Khar will visit Kabul on February 1 to discuss reconciliation and the nascent plans for peace talks ahead of a meeting between representatives of the Afghan government and the Taliban in Saudi Arabia.
Khar’s trip will mark the first high-level meetings between officials from the countries in months.
Pakistan is seen as critical to US efforts to stabilize Afghanistan before foreign combat troops leave in 2014. “We hope it will mark a new phase in the relationship between both countries,” Afghan Foreign Ministry spokesman Janan Mosazai said on Monday.
Senior Afghan security sources told Reuters that Afghan officials would use Khar’s visit to press for access to Mullah Abdul Ghani Baradar, a co-founder of the Taliban captured in Karachi in 2010, as well as other members of the Quetta Shura.
Afghan officials want direct access to senior Taliban members and advisers because they are the main decision makers for the insurgency and will be crucial to winning support for the fledgling peace process.
Baradar had been ranked second to Taliban leader Mullah Muhammad Omar.
“When the Pakistan delegation visits here, we will be asking for direct access to the Quetta Shura, or access to Mullah Baradar, who has been in Pakistan custody, as a gesture of good faith,” said a senior Afghan security source. “We want sincere cooperation from Pakistan in regards to peace talks,” said the source, who declined to be identified.
The Taliban announced this month they would open a political office in the Qatari capital Doha to support possible peace talks with the United States and key allies, seen by supporters as the best chance of reaching a ceasefire ahead of the foreign troop withdrawal over the next three years.
Afghan President Hamid Karzai fears being sidelined by US-led efforts to forge peace with the Taliban, so he may be pushing for alternative talks in Saudi Arabia.
“The government has been paranoid since the secret talks opened between the U.S. and the Taliban, and we believe Pakistan feels the same,” the Afghan security source said.

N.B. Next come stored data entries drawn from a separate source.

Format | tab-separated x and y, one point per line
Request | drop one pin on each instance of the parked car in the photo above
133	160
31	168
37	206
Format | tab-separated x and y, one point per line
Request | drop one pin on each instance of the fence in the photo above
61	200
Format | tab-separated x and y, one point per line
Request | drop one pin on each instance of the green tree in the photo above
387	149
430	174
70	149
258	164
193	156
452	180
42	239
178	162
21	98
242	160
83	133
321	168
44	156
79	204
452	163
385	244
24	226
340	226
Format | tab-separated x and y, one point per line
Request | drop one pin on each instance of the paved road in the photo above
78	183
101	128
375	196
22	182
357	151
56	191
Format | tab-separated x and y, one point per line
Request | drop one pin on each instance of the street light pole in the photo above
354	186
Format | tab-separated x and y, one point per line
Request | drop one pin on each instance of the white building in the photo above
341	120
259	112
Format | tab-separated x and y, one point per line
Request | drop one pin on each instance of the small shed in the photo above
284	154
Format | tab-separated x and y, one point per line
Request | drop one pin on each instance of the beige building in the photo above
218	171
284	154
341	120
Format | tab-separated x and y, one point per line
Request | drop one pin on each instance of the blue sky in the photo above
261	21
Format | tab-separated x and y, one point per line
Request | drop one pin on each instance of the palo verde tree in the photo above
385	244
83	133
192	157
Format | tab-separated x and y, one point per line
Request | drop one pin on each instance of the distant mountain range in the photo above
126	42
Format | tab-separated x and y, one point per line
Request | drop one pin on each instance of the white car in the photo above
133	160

As a confidence-building measure, the militia has called for the release of five members being held at Guantanamo Bay detention centre. A spokesman for the US Embassy in Kabul declined to comment on the likelihood of separate Afghan-Taliban negotiations, but said senior US envoys had consistently called for Pakistan to be part of efforts to end a war stretching into its 11th year.
“We support an Afghan process that includes Afghans talking to Afghans,” he said.
Published in The Express Tribune, January 31st, 2012.